Mesajı Okuyun
Old 23-05-2015, 23:04   #4
Av.Duygu Işık Behrem

 
Varsayılan

Benim düşünceme göre mevcut iptal kararı doğrultusunda, devir halinde, mutlak red nedenlerinin işletilmesi mümkün değildir.
TPE ne yazık ki yoruma -nedendir bilmem!- çok açık davranan ve pek çok kararında da kendi içerisinde çelişen bir kurum olmaya başladı. Çoğu zaman, dosyaların farklı farklı uzmanların önüne gitmesi ve uzmanların da yine -niyeyse- marka başvurularının değerlendirilmesinde paralel davranmaması nedeni ile ciddi anlamda sıkıntılar yaşanıyor. Aynı özellikleri taşıyan bir durum/başvuru A uzmanının önüne gittiğinde kabul, B uzmanının önüne gittiğinde red ile sonuçlanabiliyor. O nedenle uygulamada ne olur maalesef yine koskoca bir belirsizlik...

Eski uygulamada bir şahıs, esas unsuru "A" olan markasını bir başka kişiye devretmek istediğinde KHK 16/5 hükmü gereği, esas unsuru "A" olan diğer markalarını da o kişiye devretmek zorunda kalıyordu. Ancak 16/5'in iptali ile artık bu zorunluluğun kaldırıldığı anlaşıldığına göre, burada artık mutlak red sebepleri gerekçe gösterilmemelidir.Çünkü devir işleminde alan razı-satan razıdır. Aynı esas unsuru taşıyan iki ayrı markanın birinin X kişisinde diğerinin Y kişisinde olması (devreden)X'i ve (devrelan) Y'yi rahatsız etmiyorsa, bana göre -mevcut iptal kararı da gözetilerek- TPE'yi de rahatsız etmemelidir.

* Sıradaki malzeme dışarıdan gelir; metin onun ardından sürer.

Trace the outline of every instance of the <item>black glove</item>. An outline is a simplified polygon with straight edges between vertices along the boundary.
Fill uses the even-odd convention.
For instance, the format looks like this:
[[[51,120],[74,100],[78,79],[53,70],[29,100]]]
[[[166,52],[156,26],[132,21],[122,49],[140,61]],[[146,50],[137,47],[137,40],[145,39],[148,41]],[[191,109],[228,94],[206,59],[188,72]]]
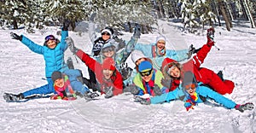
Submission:
[[[122,73],[123,80],[126,80],[131,76],[132,69],[128,67],[127,63],[122,63],[120,66],[120,72]]]
[[[160,88],[157,84],[154,85],[153,90],[154,90],[154,95],[162,95],[162,91],[161,91]]]
[[[166,78],[162,78],[161,79],[161,84],[167,89],[170,89],[172,87],[172,79],[166,79]]]
[[[74,43],[73,40],[72,39],[72,38],[67,37],[65,39],[66,43],[67,43],[69,49],[71,50],[72,53],[76,54],[78,52],[78,49],[74,46]]]
[[[105,98],[110,98],[110,97],[112,97],[113,95],[113,86],[109,86],[109,87],[105,87],[104,88],[103,91],[106,94]]]
[[[135,24],[133,37],[136,38],[139,38],[141,37],[141,26],[137,23]]]
[[[90,16],[89,20],[90,20],[90,21],[94,21],[94,18],[96,17],[96,13],[92,13],[92,14],[90,14]]]
[[[246,104],[242,104],[242,105],[240,105],[240,104],[237,104],[235,108],[236,110],[239,110],[241,113],[243,113],[245,110],[253,110],[253,103],[252,102],[247,102]]]
[[[14,33],[12,32],[10,32],[10,36],[11,36],[12,39],[16,39],[16,40],[20,40],[20,41],[22,40],[22,37],[21,36],[19,36],[16,33]]]
[[[134,98],[135,101],[140,102],[141,104],[143,104],[143,105],[151,104],[151,101],[150,101],[149,98],[143,98],[139,95],[135,95],[133,98]]]
[[[65,20],[64,22],[63,22],[63,27],[62,27],[62,30],[63,30],[63,31],[67,31],[67,30],[68,30],[69,24],[70,24],[70,20]]]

Ancak iptal gerekçesini düşününce; her an bir yasa değişikliği ile maddenin yasalaştırılması ve eski uygulamaya devam olunması da mümkündür. O nedenle böyle bir şey olursa, olan yine, düzenlemenin iptali ile yasalaştırılması arasında kalan zamanda devir işlemi gerçekleştirenlere olacaktır. Devir işleminin 3. kişilere karşı etkisinin TPE'ye devrin bildirimi ile başladığı da düşünülürse mesele iyice karışabilir. Umarım bu ihtimalin oluşmasına mahal verilmez.